Calculator
Example Data Table
| Student | Room Weight | Modifier % | Reason |
|---|---|---|---|
| Ayesha | 1.00 | 0 | Standard room, typical usage. |
| Bilal | 1.20 | 0 | Larger room or better view. |
| Hira | 0.90 | -5 | Smaller room and partial financial support. |
Use weights to reflect space and privacy. Use modifiers to reflect fairness decisions.
Formula Used
First, compute the total cost for the selected period:
TotalCost = Rent + Utilities + OtherSharedCosts
For each student i, compute an adjusted weight:
AdjustedWeightᵢ = RoomWeightᵢ × (1 + Modifierᵢ / 100)
Then compute the share for each student:
Shareᵢ = TotalCost × (AdjustedWeightᵢ / Σ AdjustedWeight)
Rounding is applied to each share, then a small correction ensures the shares sum exactly to the total.
How to Use This Calculator
- Enter your total rent and shared costs for the chosen period.

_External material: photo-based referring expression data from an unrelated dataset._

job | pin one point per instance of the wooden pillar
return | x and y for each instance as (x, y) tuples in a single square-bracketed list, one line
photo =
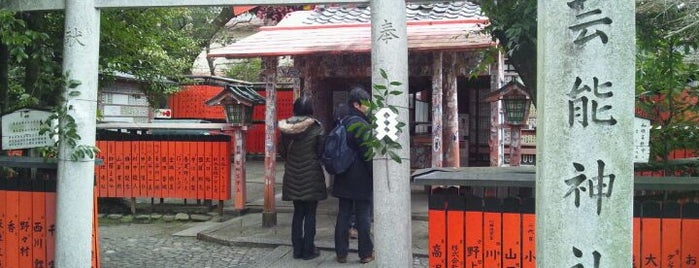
[(389, 52), (269, 65), (496, 139), (238, 139), (451, 113), (296, 78), (515, 145), (437, 95)]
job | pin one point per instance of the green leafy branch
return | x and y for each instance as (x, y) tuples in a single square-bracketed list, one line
[(383, 146), (61, 127)]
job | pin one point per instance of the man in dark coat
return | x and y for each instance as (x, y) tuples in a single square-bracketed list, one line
[(354, 187), (304, 180)]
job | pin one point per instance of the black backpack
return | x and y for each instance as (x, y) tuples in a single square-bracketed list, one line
[(337, 156)]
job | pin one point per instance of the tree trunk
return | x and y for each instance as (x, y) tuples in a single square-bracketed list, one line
[(524, 61)]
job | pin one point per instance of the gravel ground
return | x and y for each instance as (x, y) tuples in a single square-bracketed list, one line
[(152, 245)]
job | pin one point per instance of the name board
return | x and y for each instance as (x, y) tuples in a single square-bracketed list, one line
[(641, 140), (20, 130)]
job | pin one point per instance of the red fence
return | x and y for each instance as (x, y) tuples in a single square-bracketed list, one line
[(469, 231), (164, 166), (27, 223)]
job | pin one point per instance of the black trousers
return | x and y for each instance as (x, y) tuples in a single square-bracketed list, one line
[(303, 228)]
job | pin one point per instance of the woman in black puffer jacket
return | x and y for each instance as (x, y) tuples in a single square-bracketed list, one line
[(304, 180)]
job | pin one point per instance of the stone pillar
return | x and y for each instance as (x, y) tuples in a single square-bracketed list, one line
[(269, 66), (392, 219), (451, 113), (437, 95), (74, 204), (584, 184)]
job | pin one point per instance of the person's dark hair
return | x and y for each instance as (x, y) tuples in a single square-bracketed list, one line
[(303, 106), (357, 95), (341, 110)]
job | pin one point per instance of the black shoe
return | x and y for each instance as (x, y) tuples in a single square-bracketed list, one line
[(313, 255), (341, 259), (367, 259)]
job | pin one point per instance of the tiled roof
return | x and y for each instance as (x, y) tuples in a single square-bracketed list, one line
[(452, 26), (457, 10)]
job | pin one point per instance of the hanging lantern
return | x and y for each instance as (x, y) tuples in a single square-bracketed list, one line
[(516, 102), (238, 102)]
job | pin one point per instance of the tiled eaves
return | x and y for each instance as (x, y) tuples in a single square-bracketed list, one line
[(455, 10)]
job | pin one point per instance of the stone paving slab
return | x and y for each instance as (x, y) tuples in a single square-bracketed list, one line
[(247, 230), (194, 230), (282, 257)]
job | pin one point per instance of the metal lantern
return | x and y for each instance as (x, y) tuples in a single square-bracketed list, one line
[(516, 102), (516, 108), (238, 102)]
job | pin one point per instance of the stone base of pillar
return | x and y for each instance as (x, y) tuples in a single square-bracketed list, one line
[(239, 212), (269, 219)]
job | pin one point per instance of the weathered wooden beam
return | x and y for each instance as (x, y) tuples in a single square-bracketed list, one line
[(38, 5)]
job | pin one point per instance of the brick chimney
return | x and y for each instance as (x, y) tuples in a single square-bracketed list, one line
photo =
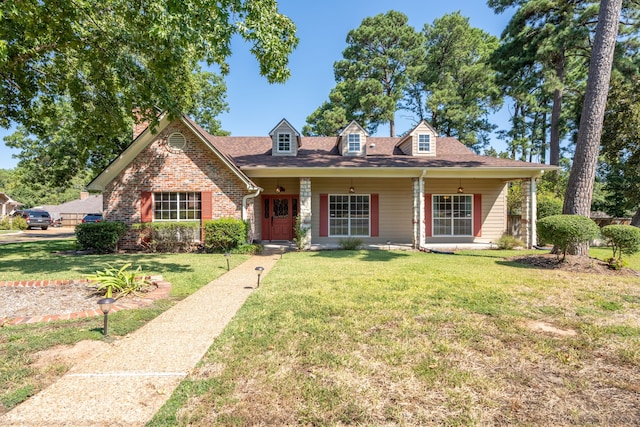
[(139, 124)]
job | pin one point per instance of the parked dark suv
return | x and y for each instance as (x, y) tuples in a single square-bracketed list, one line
[(36, 218)]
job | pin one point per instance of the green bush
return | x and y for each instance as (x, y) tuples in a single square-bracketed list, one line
[(169, 237), (224, 234), (121, 280), (350, 243), (548, 206), (509, 242), (13, 223), (565, 231), (623, 239), (100, 236)]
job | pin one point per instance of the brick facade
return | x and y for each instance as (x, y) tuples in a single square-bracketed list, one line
[(161, 168)]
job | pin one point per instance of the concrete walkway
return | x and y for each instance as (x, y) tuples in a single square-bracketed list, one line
[(129, 382)]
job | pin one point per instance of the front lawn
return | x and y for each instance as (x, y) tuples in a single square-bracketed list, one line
[(19, 378), (406, 338)]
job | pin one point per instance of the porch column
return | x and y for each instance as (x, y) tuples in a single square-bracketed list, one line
[(529, 215), (305, 209), (418, 213)]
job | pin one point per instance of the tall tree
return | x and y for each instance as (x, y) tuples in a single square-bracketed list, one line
[(553, 37), (580, 187), (455, 88), (108, 58), (371, 77)]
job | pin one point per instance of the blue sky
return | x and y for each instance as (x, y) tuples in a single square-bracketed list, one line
[(256, 106)]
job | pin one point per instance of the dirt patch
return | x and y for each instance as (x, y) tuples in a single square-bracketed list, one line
[(572, 263), (68, 355)]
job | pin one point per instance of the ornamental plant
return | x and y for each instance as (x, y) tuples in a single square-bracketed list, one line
[(623, 239), (122, 281), (565, 231)]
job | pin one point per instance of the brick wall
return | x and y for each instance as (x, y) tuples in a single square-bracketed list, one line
[(159, 168)]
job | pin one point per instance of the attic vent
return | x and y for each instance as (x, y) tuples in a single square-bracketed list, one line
[(177, 141)]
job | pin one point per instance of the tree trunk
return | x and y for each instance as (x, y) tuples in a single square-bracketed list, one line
[(577, 200), (635, 221), (556, 110)]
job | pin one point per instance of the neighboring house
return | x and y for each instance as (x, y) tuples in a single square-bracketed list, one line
[(7, 205), (419, 189), (71, 213)]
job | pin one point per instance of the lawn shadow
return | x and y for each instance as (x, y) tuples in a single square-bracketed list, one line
[(376, 255)]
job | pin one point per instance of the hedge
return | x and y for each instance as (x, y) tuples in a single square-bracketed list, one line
[(100, 236), (565, 231)]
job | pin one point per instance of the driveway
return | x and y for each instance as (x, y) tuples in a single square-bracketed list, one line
[(52, 233)]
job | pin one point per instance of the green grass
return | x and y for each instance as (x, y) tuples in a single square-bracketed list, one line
[(42, 260), (404, 338)]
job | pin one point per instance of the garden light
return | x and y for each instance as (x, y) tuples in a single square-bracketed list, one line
[(105, 306)]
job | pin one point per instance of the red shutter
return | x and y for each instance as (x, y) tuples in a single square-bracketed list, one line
[(206, 205), (146, 206), (375, 229), (428, 216), (477, 215), (206, 210), (324, 215)]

- Set the period length in months to show monthly equivalents.
- Add each student and assign a Room Weight for space differences.

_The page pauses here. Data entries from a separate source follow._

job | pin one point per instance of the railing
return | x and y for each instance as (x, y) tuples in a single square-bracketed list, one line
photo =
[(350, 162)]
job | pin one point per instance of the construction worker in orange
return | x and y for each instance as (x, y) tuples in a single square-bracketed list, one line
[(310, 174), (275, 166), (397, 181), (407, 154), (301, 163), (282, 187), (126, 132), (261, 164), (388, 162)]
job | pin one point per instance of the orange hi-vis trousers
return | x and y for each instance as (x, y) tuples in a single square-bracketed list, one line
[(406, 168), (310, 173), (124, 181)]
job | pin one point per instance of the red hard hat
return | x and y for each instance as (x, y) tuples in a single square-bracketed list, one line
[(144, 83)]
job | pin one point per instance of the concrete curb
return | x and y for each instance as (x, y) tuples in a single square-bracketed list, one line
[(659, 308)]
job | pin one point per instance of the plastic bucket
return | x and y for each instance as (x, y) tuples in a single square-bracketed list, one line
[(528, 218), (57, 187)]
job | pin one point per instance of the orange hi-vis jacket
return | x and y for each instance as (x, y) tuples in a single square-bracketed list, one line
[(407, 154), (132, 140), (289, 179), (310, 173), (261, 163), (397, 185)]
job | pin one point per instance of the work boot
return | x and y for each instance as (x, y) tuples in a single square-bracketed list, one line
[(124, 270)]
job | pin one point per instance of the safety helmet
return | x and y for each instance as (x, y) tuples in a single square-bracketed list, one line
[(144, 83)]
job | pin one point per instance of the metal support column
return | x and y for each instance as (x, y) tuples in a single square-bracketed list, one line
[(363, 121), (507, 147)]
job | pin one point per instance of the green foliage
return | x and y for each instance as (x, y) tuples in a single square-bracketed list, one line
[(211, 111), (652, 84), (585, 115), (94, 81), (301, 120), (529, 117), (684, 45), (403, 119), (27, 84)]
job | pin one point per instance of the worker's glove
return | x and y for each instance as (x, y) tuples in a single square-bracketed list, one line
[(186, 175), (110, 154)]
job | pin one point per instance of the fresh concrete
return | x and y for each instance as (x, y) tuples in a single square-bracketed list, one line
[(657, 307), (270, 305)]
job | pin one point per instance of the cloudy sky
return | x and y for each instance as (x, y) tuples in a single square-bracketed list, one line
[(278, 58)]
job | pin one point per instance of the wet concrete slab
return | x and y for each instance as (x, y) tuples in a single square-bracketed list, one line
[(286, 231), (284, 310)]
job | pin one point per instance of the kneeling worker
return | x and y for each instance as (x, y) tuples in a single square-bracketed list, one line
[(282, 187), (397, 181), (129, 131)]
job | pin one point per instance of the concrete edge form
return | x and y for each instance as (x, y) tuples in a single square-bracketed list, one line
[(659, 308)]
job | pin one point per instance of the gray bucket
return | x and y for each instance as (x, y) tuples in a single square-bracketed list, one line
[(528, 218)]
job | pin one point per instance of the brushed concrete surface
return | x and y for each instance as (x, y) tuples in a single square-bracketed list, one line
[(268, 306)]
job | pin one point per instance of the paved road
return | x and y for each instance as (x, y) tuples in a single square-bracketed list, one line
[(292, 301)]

- Use Modifier % to adjust fairness decisions you agree on.
- Choose deposit split rules and rounding, then calculate.
- Download the PDF or CSV for your shared records.
FAQs
1) What is a Room Weight?
It is a fairness factor for room quality. A bigger room, private bath, or better location can use a higher weight. Standard rooms often use 1.00.
2) What does Modifier % do?
Modifier % adjusts a student’s weight up or down. Use negative values for agreed support situations. Use positive values for premium benefits. The calculator keeps weights positive to avoid division issues.
3) When should we use Equal Split?
Use equal split when rooms and benefits are similar, or when everyone prefers simplicity. It ignores weights and modifiers and divides shared costs evenly across students.
4) Can we split utilities differently from rent?
This version applies one method to the combined period cost for clarity. If you want utilities split equally, set Room Weights equal and keep modifiers at zero. Or calculate twice with different inputs.
5) Why does rounding sometimes change one person’s share?
Rounding can make totals slightly off. The calculator applies a small correction to the largest share so the final shares match the exact total you entered.
6) How do we handle someone moving out mid-term?
Recalculate using the shorter period and update roommate rows. You can also split by days: compute a daily rent amount, then enter the partial period total. Keep written records to avoid confusion.
7) Does this replace a housing agreement?
No. It supports planning and transparency, but it does not replace a lease, dorm policy, or local law. Use the downloads as a record of what you agreed to.
8) What is the best way to keep this fair?
Agree on weights together, document reasons, and revisit when conditions change. Keep modifiers small and explain them. Sharing the PDF helps keep expectations clear and consistent.